CA Employment Hits Pandemic Milestone; NV Rises Only Slightly

Workers

New data shows that although California and Nevada’s respective job markets made noticeable headway in October, they continue their slow and steady recoveries as local economies across both states recuperate differently from the COVID-19 pandemic recession earlier this year.

The following are the latest October figures released this week by the California Employment Development Department (EDD) and the Nevada Employment, Training and Rehabilitation Department (DETR):

California’s October 2020 Employment Numbers
The California report shows the state’s unemployment rate falling to 9.3 percent in October (from 11.1 percent in September). Employers added 145,000 non-farm monthly payroll jobs in October:

  • California has now regained 44 percent (or 1.15 million jobs) of the approximate 2.62 million jobs lost during March and April of 2020.
  • Non-farm company payroll jobs now total more than 16.1 million. However, the total number of Californians holding jobs (both non-farm and agriculture related) was nearly 17.5 million — down 1.24 million from the combined “total” employment this time last year.
  • Total non-farm jobs decreased by 1.37 million (7.8 percent) from October 2019 to October 2020 compared to a U.S. annual loss of 6.1 percent.
  • Nine of California’s 11 industry sectors gained jobs last month. Leisure/hospitality (66,000 positions) saw the largest job gains for the second consecutive month thanks to large growth in the sub-categories of accommodation, food services, and arts-entertainment-recreation. Professional and business services posted an increase of 35,800 jobs, which was boosted by gains in professional-scientific-technical services.
  • Government posted the largest industry job losses with a decline of -41,100 in October due to cuts in the federal government sub-category (largely stemming from reductions in U.S. Census workers).
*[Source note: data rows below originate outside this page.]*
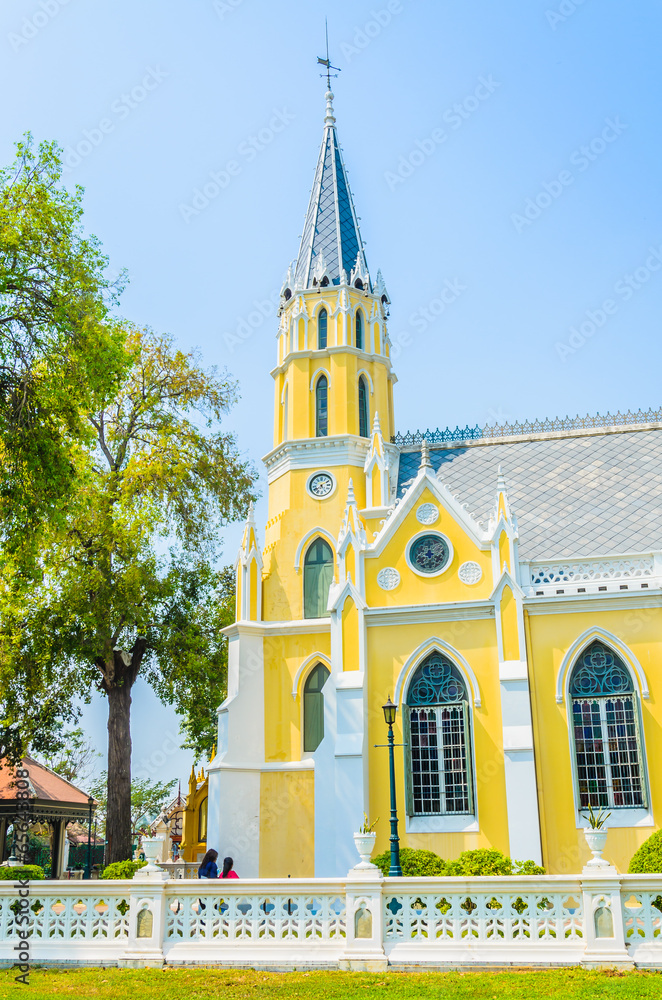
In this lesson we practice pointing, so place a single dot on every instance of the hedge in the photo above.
(648, 859)
(122, 869)
(483, 861)
(8, 874)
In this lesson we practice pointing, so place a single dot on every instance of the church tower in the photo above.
(333, 396)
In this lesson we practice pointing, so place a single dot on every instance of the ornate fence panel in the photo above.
(285, 923)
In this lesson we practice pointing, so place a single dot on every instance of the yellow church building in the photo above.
(503, 585)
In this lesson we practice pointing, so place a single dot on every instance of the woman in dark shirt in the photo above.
(208, 867)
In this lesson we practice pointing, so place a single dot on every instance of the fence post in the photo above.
(147, 912)
(603, 922)
(364, 943)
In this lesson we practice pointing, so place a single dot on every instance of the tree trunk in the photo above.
(118, 814)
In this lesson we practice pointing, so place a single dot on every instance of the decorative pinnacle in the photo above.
(425, 455)
(329, 118)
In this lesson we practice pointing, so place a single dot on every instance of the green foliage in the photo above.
(647, 860)
(482, 861)
(413, 862)
(74, 759)
(122, 869)
(61, 352)
(8, 874)
(147, 800)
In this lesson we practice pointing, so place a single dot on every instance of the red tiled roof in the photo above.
(47, 786)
Nevada’s October 2020 Employment Numbers
The Nevada report shows employment in Nevada is up 3,600 jobs over the month of October, but it's still down by 117,200 jobs over the past 12 months — a large gap that continues closing very slowly. The state’s October unemployment rate stands at 12 percent, down from 12.5 percent in September but up from 3.7 percent compared to October of last year.
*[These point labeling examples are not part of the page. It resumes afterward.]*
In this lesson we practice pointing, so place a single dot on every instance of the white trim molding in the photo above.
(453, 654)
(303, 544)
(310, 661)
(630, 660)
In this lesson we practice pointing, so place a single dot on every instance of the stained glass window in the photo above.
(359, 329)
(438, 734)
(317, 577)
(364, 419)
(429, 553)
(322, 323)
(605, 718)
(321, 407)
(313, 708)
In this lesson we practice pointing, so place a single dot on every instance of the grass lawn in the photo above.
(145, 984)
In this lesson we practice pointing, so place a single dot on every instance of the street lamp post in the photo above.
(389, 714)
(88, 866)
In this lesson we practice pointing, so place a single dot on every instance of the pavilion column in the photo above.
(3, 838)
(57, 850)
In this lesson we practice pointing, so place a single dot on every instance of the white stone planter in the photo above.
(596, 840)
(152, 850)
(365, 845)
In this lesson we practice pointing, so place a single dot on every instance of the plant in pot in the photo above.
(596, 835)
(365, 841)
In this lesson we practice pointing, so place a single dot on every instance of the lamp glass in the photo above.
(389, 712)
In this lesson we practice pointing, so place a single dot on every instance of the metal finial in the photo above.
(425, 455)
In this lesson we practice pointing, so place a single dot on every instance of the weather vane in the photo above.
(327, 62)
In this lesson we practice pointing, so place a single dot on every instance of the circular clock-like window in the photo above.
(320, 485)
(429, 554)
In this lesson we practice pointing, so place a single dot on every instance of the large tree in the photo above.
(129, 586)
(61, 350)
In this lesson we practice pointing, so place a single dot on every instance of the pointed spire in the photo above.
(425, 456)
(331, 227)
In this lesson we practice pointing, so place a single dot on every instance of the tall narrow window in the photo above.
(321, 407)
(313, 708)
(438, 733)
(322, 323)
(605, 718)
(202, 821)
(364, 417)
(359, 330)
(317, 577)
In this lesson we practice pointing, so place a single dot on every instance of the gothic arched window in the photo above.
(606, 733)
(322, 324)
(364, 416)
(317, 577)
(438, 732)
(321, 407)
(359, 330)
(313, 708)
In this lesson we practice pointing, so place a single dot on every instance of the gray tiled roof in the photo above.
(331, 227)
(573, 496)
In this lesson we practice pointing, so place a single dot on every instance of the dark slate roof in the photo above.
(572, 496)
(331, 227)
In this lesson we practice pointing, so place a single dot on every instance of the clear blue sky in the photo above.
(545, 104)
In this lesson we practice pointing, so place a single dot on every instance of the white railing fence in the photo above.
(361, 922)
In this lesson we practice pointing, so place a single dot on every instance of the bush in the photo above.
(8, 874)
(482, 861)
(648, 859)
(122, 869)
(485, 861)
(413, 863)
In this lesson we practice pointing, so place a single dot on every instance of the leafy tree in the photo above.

The state added jobs for the sixth straight month in October. Nevada’s labor market continues to shift from a rapid policy-driven rebound to a more traditional recovery:

  • Total employment has regained 58 percent of the 287,300 jobs lost from February to April (or 166,600 jobs), and the unemployment rate has fallen sharply since it reached a record high of 30 percent earlier this year. Total employment is now at 1.305 million jobs.
  • After a strong initial recovery when a large number of businesses were simultaneously able to reopen, the state has moved into a slower phase of recovery that depends largely on individual responses to COVID-19 in the short term.
  • The construction sector added the most jobs (2,300) over October.
  • Management of companies and enterprises (-22 percent) and educational services (-21 percent) are down the most since the same period last year.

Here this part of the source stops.